Depois do incêndio de seu teatro Shakespeare não mais escreveu. Diante de sua monumental
obra talvez não devamos lastimar a perda do que não houve. O filme revela a dor do bardo pela
perda de seu filho Hamnet, um nome curiosamente próximo de Hamlet, seu personagem mais
famoso.

Ainda em Dallas conversei com minha esposa e filha mais nova. Nos valemos das maravilhas
tecnológicas e falamos com imagem. Algo extraordinário para os filhos de uma geração recém
saída do lombo de burro. Conversar com imagem era algo da ficção, presente apenas no
cinema. Assim acontece que a cada lustro a ficção vira realidade. O que não muda é o amor,
representado de forma sublime na família. A levo no peito, a dez mil metros de altura sobre a
Rússia. Dizem que ninguém é insubstituível e que, ironicamente, os cemitérios estão repletos de
imprescindíveis. Isto pode ser verdade para posições de trabalho, dirigentes, funcionários, mas
sequer arranha a verdade quando se trata do amor.

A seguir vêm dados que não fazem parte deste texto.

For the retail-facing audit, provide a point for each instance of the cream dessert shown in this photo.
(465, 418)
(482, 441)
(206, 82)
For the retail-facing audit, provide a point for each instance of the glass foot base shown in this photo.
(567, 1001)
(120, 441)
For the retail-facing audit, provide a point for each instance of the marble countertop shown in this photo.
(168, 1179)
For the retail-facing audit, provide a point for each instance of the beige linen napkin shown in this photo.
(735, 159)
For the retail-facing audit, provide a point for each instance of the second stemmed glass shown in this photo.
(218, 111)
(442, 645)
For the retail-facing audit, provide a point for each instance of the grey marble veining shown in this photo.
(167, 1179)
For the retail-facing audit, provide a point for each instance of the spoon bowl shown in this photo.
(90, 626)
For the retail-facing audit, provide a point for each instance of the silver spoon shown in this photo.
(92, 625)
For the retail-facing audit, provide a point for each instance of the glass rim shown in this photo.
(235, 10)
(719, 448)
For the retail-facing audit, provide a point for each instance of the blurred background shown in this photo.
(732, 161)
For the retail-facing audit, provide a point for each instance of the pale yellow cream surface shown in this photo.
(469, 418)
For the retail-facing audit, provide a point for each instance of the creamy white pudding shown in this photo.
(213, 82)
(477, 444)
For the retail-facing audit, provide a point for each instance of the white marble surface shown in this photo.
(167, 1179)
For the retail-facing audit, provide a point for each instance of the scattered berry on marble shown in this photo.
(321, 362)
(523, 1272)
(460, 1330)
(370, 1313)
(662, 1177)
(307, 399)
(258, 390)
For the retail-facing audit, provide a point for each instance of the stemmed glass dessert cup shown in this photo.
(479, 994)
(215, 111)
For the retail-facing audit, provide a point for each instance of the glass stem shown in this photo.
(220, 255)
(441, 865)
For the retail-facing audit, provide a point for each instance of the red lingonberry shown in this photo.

Edmund Rostand teve um achado genial com seu galo Chantecler. Cantava a plenos pulmões
antes da aurora e acreditava que era responsável pelo nascimento do sol. Certo dia dormiu
demais e descobriu que era mais que insubstituível. No que dizia respeito ao sol, era
desnecessário.

No silêncio dos dias que antecedem uma viagem longa, cheia de desafios profissionais e mesmo
geográficos, com longos deslocamentos terrestres nos Estados Unidos, meu peito, com seus
mais de sessenta anos, pode gritar que minha esposa é insubstituível. Que venha a Coréia, com
sua culinária picante e tecnologia de ponta, num mundo competitivo como nunca, em que a
descendência de Chantecler já se foi.